Whenever one of those issues pops up, Washington politicians generally find themselves at a loss. They don’t know what to do. For the vast majority of these buffoons, their expertise lies elsewhere. These guys know how to spread their legs for campaign contributors, raid the budget for redundant public works projects and worm their way onto the six o’clock news wearing a hardhat or a Cubs cap — but the average elected official knows very little about actually solving real political problems, because in most cases that’s not what got him elected.

The successful politician today is the one who can best convert the agendas of his campaign contributors into politically saleable policies.
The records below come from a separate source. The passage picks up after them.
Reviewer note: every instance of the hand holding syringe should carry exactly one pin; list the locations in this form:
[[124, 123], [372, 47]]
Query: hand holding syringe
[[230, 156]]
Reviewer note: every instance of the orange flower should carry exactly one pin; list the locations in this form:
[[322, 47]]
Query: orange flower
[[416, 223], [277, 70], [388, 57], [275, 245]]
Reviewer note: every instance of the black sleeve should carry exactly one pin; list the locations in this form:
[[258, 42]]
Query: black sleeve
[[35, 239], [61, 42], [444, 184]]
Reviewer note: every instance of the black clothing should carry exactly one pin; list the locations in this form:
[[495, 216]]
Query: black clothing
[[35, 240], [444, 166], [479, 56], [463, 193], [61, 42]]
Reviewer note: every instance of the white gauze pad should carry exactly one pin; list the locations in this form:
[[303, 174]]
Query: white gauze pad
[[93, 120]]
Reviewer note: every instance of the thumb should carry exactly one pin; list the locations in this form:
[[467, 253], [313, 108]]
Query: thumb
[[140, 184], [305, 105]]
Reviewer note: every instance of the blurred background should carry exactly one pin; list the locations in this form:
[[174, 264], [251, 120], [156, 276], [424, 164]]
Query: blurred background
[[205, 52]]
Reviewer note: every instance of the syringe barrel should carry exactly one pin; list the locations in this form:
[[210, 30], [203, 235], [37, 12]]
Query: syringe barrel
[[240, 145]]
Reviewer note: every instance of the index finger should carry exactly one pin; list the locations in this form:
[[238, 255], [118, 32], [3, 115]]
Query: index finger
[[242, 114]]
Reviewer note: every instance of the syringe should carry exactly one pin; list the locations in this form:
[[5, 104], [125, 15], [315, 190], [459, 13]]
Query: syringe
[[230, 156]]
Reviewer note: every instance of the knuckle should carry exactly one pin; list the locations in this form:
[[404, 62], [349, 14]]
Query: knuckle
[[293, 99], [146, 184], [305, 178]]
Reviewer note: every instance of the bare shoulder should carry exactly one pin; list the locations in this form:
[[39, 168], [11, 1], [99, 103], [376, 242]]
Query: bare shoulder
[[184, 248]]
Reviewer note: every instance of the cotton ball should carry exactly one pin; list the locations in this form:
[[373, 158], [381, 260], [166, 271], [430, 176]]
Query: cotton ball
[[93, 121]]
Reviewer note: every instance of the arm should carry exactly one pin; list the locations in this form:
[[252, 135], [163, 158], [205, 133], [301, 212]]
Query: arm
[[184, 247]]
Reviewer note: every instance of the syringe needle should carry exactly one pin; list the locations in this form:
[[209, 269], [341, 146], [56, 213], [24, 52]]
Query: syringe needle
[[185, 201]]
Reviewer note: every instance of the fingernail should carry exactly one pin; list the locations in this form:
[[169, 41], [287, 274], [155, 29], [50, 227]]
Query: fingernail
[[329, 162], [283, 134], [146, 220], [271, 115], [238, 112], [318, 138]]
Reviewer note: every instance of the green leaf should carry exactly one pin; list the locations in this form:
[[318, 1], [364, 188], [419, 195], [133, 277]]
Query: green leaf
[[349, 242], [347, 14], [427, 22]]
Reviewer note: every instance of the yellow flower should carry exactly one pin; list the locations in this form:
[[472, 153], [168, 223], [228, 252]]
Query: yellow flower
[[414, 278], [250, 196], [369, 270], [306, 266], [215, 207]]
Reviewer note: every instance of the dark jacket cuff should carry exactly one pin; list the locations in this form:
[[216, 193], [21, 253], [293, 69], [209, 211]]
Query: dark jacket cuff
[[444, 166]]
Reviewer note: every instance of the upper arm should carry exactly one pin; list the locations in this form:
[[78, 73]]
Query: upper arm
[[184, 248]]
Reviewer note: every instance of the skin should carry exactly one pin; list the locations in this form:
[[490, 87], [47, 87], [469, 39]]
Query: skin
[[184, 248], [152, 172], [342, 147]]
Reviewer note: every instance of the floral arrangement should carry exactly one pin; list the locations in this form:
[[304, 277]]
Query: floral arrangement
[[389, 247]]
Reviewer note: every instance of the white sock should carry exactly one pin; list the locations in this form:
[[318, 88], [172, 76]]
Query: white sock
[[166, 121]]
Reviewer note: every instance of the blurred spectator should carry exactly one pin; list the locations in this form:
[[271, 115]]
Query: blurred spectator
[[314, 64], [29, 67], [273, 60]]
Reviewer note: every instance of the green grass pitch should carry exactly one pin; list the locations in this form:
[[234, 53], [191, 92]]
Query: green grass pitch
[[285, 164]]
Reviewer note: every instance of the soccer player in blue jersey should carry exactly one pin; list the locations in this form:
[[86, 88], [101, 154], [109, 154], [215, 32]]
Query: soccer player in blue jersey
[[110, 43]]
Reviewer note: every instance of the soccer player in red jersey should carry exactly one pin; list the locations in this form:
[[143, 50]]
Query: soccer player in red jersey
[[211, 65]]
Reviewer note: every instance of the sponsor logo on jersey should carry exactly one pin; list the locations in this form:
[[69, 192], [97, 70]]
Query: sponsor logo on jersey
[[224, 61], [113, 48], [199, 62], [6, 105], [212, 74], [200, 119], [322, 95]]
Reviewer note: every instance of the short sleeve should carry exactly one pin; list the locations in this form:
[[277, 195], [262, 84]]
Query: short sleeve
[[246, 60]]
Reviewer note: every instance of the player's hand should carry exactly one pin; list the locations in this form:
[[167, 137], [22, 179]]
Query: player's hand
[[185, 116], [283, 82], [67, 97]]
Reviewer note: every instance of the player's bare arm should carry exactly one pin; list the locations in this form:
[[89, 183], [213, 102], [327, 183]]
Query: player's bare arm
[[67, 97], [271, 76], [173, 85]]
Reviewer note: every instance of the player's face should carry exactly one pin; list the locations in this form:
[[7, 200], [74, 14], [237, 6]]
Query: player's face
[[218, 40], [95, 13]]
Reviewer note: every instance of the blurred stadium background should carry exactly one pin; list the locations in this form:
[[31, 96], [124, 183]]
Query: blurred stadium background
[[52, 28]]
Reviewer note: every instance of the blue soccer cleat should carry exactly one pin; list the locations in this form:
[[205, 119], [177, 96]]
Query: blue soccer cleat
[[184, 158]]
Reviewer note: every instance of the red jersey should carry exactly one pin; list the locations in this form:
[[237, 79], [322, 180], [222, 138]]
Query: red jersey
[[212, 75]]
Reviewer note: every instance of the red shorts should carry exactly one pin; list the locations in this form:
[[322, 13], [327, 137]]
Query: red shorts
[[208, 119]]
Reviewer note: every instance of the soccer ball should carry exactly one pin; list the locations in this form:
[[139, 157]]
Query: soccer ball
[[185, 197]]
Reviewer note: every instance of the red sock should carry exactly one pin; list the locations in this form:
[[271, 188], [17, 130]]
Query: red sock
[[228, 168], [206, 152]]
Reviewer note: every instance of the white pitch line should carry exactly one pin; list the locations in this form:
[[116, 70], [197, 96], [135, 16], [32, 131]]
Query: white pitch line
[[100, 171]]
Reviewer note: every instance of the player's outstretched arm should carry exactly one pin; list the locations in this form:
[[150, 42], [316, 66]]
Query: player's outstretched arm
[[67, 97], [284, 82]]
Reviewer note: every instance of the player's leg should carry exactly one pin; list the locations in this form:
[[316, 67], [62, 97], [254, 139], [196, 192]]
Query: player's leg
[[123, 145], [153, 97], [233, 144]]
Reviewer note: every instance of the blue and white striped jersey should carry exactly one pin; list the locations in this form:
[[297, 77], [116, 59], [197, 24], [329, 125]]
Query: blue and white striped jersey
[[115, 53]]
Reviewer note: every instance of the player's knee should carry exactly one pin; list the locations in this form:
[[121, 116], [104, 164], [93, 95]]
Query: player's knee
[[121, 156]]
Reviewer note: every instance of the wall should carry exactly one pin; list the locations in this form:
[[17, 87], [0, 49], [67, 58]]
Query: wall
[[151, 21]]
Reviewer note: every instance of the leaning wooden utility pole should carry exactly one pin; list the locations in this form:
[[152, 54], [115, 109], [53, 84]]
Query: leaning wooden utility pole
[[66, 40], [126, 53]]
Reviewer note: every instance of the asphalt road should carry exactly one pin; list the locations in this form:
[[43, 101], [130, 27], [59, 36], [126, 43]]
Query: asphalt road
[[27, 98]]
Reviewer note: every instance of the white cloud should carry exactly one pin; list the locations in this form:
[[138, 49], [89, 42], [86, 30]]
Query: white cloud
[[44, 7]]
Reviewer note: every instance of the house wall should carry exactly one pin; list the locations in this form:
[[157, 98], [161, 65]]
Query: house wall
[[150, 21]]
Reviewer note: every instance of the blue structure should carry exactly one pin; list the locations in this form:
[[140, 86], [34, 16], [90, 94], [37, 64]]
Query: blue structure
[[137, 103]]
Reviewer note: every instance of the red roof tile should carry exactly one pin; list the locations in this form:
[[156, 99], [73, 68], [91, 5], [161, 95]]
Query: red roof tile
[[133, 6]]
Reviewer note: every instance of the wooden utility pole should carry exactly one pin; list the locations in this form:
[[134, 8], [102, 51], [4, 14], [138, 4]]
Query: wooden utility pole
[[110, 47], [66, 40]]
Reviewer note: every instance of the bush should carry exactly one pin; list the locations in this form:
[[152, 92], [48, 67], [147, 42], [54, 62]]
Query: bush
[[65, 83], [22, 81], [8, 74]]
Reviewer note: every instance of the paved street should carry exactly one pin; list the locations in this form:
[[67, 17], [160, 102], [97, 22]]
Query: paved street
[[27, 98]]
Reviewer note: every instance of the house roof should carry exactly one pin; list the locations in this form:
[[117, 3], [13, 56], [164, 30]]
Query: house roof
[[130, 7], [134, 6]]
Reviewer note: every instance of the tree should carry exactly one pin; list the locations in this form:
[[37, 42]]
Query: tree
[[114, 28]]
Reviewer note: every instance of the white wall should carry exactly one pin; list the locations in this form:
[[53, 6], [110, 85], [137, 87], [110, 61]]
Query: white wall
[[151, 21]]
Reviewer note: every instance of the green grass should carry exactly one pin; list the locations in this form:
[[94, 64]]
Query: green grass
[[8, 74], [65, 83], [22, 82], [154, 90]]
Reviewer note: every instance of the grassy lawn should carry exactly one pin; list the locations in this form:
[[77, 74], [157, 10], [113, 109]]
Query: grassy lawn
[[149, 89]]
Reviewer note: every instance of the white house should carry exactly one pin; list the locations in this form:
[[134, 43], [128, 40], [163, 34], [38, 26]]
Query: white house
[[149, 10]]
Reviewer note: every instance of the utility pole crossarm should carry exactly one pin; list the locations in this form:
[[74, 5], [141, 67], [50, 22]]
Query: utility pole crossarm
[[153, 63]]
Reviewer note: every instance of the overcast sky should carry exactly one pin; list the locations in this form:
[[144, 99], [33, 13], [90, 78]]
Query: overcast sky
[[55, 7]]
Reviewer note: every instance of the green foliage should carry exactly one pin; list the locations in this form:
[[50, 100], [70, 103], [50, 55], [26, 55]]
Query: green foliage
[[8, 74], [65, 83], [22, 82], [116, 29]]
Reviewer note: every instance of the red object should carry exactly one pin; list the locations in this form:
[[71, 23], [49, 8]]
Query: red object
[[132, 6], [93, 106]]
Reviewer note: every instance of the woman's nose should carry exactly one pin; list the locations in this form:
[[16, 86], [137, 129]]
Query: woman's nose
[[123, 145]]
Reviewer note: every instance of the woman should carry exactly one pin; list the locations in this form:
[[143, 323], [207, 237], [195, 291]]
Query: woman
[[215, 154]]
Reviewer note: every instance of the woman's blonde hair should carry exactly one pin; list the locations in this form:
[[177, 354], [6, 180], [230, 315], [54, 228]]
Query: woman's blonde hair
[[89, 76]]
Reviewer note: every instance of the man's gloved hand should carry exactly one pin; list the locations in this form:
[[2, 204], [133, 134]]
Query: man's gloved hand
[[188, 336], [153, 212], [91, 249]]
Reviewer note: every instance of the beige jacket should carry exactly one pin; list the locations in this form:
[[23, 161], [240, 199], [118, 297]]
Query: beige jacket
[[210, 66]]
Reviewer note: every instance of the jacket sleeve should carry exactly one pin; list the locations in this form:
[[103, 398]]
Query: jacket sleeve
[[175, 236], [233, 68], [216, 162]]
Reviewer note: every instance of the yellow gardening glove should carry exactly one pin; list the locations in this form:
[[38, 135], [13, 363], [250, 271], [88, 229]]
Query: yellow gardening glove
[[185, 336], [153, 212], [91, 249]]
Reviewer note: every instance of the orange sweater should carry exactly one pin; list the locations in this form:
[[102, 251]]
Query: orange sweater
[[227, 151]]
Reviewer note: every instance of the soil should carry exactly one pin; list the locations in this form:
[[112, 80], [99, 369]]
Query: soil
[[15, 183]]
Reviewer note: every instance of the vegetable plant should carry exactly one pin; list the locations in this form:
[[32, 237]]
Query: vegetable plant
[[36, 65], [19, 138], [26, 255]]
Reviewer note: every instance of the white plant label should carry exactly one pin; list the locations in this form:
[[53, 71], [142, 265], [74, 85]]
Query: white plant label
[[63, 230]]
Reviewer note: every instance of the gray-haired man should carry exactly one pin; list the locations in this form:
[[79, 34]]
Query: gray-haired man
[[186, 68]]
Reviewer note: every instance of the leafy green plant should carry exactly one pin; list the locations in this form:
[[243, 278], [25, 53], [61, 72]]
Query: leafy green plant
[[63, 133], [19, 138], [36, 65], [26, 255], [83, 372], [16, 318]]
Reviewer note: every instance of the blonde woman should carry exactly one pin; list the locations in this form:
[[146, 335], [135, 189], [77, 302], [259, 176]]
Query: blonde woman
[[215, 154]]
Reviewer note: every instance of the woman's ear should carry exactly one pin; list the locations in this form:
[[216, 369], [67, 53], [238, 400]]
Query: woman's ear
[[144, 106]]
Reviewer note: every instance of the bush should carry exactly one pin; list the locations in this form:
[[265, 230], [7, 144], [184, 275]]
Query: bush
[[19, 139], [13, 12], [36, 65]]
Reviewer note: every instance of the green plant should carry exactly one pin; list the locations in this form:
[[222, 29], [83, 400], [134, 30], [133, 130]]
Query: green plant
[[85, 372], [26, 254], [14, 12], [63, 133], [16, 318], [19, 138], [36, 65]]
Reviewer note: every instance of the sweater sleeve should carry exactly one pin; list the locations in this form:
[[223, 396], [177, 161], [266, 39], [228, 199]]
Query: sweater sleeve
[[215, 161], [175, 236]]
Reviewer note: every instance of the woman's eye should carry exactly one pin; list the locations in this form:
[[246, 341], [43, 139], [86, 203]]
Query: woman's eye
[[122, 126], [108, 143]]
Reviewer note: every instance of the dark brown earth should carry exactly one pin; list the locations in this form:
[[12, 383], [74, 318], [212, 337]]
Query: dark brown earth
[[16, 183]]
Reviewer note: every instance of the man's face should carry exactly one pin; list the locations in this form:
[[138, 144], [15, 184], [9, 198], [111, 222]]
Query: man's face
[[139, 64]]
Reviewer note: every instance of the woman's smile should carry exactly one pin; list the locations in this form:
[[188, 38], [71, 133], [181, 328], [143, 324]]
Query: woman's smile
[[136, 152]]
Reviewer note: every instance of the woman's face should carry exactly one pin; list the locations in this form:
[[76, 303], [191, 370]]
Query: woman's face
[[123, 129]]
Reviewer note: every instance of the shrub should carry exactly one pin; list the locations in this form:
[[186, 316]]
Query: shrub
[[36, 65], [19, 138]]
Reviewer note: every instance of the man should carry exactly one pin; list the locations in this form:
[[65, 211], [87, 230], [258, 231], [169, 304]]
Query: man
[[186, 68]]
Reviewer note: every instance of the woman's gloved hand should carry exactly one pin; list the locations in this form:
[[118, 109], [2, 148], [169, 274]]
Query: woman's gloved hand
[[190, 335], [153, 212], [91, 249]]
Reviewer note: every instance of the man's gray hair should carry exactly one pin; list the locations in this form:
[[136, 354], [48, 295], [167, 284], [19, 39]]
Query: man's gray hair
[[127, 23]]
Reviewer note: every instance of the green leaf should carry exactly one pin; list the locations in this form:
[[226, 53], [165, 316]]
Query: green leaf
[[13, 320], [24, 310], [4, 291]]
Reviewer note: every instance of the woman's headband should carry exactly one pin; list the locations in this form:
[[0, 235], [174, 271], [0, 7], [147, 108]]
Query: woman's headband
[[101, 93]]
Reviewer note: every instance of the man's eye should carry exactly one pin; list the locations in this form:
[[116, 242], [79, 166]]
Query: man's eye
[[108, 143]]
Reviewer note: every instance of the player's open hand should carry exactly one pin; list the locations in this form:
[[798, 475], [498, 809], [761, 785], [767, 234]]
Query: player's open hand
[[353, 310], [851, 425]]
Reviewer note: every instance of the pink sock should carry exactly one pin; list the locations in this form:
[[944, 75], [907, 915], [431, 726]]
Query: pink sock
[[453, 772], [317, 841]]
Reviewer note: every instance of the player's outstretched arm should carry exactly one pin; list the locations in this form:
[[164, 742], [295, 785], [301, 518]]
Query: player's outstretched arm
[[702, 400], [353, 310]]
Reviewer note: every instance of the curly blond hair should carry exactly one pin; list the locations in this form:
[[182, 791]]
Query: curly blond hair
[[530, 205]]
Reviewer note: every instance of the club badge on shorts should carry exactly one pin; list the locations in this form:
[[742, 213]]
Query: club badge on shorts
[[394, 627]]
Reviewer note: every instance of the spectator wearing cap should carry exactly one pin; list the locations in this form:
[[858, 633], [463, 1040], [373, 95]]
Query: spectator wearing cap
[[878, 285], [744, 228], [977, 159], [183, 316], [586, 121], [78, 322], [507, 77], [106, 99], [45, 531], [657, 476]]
That’s the business of government today; both the legislative and the executive branch are mainly engaged in searching out and finding the acceptable mean between voter sentiment and financial interest. It’s sort of an ongoing math problem — figuring out how many voters you can afford to fuck every four years, or how much money you should be extracting, and from which sponsors, for each rape of your constituents.

That kind of negotiation, Washingtonians are great at. But there’s no upside to taking on difficult problems for most politicians, who a) usually don’t give a shit anyway, since there are few problems outside of anthrax-infected envelopes that actually affect a Washington politician’s life, and b) have few institutional remedies for effectively addressing problems even if they were so inclined, since so many backs need to be scratched en route to taking action.